Bug: dl-magic-query was always trying to seed a magic_<rel>^<adn>
fact for the query goal. For aggregate goals like (count N X (p X))
this produced a non-ground "fact" (magic_count^... N X (p X)) and
dl-add-fact! correctly rejected it, surfacing as an error.
Fix: dl-magic-query now detects built-in / aggregate / negation
goals up front and dispatches to plain dl-query for those cases —
magic-sets only applies to positive non-builtin literals against
rule-defined relations. Other shapes don't benefit from the
rewrite anyway.
1 new test confirms (count N X (p X)) returns the expected
{:N 3} via dl-magic-query.
Adds dl-demo-org-rules: (subordinate Mgr Emp) over a (manager
EMP MGR) graph, and (headcount Mgr N) using count aggregation
grouped by manager. Demonstrates real-world hierarchy queries
(e.g. "everyone reporting up to the CEO") + per-manager rollup.
3 new demo tests: transitive subordinates of CEO (5 entries),
CEO headcount, and direct manager headcount.
(dl-rules-of db rel-name) → list of rules with head matching
the given relation name. Useful for tooling and debugging
("show me how this relation is derived") without exposing the
internal :rules list directly.
2 new api tests cover hit and miss cases.
Returns true iff one more saturation step would derive no new
tuples.
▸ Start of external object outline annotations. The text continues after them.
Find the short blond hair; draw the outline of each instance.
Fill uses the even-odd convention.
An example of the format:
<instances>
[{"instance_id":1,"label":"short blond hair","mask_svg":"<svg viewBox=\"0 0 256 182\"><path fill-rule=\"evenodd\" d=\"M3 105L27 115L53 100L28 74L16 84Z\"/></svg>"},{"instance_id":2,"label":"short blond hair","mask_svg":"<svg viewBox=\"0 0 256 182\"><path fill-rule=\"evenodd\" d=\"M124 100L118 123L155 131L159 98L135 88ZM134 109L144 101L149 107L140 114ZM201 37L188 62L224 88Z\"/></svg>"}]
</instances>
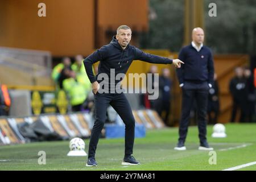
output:
<instances>
[{"instance_id":1,"label":"short blond hair","mask_svg":"<svg viewBox=\"0 0 256 182\"><path fill-rule=\"evenodd\" d=\"M121 29L123 29L123 30L130 30L131 31L131 28L130 28L129 27L128 27L127 25L124 25L124 24L123 24L123 25L121 25L121 26L119 26L119 27L117 28L117 34L118 34L118 31L119 31L119 30L121 30Z\"/></svg>"}]
</instances>

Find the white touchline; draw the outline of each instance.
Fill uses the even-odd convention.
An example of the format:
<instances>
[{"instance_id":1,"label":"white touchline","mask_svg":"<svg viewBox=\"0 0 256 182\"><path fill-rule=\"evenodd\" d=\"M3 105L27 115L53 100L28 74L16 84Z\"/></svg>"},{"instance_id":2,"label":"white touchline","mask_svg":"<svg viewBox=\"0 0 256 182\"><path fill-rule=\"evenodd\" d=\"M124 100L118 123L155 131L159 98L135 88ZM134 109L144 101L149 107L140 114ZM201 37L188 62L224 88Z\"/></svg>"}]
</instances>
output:
<instances>
[{"instance_id":1,"label":"white touchline","mask_svg":"<svg viewBox=\"0 0 256 182\"><path fill-rule=\"evenodd\" d=\"M234 170L237 170L237 169L239 169L241 168L243 168L244 167L248 167L248 166L253 166L253 165L255 165L256 164L256 161L255 162L253 162L251 163L247 163L245 164L242 164L241 166L236 166L236 167L233 167L230 168L228 168L228 169L223 169L222 171L234 171Z\"/></svg>"},{"instance_id":2,"label":"white touchline","mask_svg":"<svg viewBox=\"0 0 256 182\"><path fill-rule=\"evenodd\" d=\"M246 147L247 146L250 146L250 145L251 145L251 144L242 144L242 145L239 146L236 146L236 147L229 147L229 148L227 148L220 149L218 151L225 151L229 150L243 148L243 147Z\"/></svg>"}]
</instances>

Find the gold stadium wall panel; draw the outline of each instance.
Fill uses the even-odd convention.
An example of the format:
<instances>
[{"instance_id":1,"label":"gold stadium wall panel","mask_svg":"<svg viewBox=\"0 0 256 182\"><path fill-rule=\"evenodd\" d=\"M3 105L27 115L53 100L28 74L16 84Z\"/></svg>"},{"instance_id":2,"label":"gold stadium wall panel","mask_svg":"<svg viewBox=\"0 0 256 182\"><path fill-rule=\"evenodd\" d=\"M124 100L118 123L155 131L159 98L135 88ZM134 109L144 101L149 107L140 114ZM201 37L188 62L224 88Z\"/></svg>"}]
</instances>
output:
<instances>
[{"instance_id":1,"label":"gold stadium wall panel","mask_svg":"<svg viewBox=\"0 0 256 182\"><path fill-rule=\"evenodd\" d=\"M49 118L50 122L52 123L52 127L56 132L63 136L68 136L68 134L65 131L63 127L57 119L56 115L48 115L48 117Z\"/></svg>"},{"instance_id":2,"label":"gold stadium wall panel","mask_svg":"<svg viewBox=\"0 0 256 182\"><path fill-rule=\"evenodd\" d=\"M76 129L82 134L82 136L88 137L90 135L90 131L88 125L86 125L85 122L81 122L81 120L83 119L82 115L80 115L79 117L77 114L71 114L69 116Z\"/></svg>"},{"instance_id":3,"label":"gold stadium wall panel","mask_svg":"<svg viewBox=\"0 0 256 182\"><path fill-rule=\"evenodd\" d=\"M13 133L13 130L10 127L8 122L5 118L0 119L0 130L3 138L3 143L20 143L19 139Z\"/></svg>"}]
</instances>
Walks every rule under the current bindings and short-
circuits as soon as one derivation would add a fresh tuple.
Useful in tests that want to assert "no work left" after a call,
or for tooling that wants to know whether `dl-saturate!` would
do anything.
3 new eval tests cover the after-saturation, before-saturation,
and after-assert states.
Demonstrates the practical effect of goal-directed evaluation:
chain of 12 nodes, semi-naive derives the full ancestor closure
(78 = 12·13/2 tuples), while a magic-rooted query at node 0
returns only its 12 descendants. Concrete check that magic
limits derivation to the query's transitive cone.